Northeast Wetland Flora
Field Office Guide to Plant Species
Aster prenanthoides Muhl.
- Family: Composite (Compositae)
- Flowering: August-October
- Field Marks: This species is distinguished by its rough leaves that are abruptly tapering and clasping at the base, its rather large, blue- to pale purple- to white-rayed flower heads, and its very narrow bracts with a narrow green central stripe.
- Habitat: Moist woods, bottomlands, wet meadows, roadside ditches.
- Habit: Perennial herb from long, creeping rhizomes.
- Stems: Upright, branched above, zigzag, slender, smooth or hairy in lines, up to 3 feet tall.

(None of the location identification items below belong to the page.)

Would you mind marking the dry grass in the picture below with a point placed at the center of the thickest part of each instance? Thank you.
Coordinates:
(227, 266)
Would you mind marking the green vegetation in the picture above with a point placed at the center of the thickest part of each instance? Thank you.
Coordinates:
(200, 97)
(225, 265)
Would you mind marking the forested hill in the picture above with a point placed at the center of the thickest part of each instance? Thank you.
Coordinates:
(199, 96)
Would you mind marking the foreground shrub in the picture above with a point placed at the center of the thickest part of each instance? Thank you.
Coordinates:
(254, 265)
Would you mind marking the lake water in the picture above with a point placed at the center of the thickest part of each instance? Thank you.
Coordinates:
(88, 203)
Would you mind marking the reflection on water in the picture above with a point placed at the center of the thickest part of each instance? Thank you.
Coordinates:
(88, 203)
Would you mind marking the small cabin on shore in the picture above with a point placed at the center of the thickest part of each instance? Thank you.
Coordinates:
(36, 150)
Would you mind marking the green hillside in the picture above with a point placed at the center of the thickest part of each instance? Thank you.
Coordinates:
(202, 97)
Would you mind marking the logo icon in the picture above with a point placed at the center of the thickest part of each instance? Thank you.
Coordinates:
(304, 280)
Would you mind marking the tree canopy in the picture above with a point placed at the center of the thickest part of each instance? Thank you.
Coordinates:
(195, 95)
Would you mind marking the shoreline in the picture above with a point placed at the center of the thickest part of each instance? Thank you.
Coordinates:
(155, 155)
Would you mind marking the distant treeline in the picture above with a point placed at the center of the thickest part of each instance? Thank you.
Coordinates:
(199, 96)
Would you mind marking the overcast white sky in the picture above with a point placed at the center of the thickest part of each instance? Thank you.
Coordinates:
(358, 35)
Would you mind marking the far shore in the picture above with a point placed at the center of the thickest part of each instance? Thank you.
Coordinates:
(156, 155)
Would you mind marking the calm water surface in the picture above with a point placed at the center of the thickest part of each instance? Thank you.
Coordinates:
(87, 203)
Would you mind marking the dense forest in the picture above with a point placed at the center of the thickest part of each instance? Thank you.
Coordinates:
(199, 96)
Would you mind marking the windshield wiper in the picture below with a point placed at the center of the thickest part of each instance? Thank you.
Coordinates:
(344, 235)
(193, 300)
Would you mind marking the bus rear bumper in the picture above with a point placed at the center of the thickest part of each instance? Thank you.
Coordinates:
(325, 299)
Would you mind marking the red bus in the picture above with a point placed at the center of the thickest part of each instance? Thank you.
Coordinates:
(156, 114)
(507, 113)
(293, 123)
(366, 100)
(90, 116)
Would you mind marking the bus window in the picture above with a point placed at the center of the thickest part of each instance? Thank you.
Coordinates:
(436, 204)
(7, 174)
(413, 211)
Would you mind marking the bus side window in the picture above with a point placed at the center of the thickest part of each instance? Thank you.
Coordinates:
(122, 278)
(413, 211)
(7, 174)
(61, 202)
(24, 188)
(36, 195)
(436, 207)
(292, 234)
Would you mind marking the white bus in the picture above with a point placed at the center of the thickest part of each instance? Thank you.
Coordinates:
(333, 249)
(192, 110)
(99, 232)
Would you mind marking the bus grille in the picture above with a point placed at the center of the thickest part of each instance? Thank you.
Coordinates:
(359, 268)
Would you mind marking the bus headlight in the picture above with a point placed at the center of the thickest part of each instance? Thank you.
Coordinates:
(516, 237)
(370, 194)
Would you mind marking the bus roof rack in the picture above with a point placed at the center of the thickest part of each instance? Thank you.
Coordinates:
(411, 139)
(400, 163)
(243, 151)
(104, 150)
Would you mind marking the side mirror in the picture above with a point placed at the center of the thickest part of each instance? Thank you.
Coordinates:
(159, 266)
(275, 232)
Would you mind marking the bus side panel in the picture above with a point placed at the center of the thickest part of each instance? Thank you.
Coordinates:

- Leaves: Alternate, simple, lanceolate to narrowly ovate, pointed at the tip, tapering to a clasping base, sharply toothed except toward the base, rough to the touch, smooth or hairy along the midvein below, up to 8 inches long, up to 2 inches wide.
- Flowers: Many crowded into heads, with several heads in a leafy panicle, the heads 1/4-1/3 inch high, subtended by very narrow bracts with a narrow green central stripe, some of the flowers forming blue to pale purple to white rays, others forming a central yellow disk; ray flowers 20-30, 1/3-3/4 inch long; disk flowers tubular.
- Sepals: 0.
- Petals: Some united to form flat blue rays, others united to form tubular yellow disk flowers.
- Stamens: 5.
- Pistils: Ovary inferior, with appressed hairs.
- Fruits: Achenes ellipsoid, hairy, about 1/8 inch long, subtended by yellowish hairs.
- Notes: This family is Asteraceae according to Gleason and Cronquist.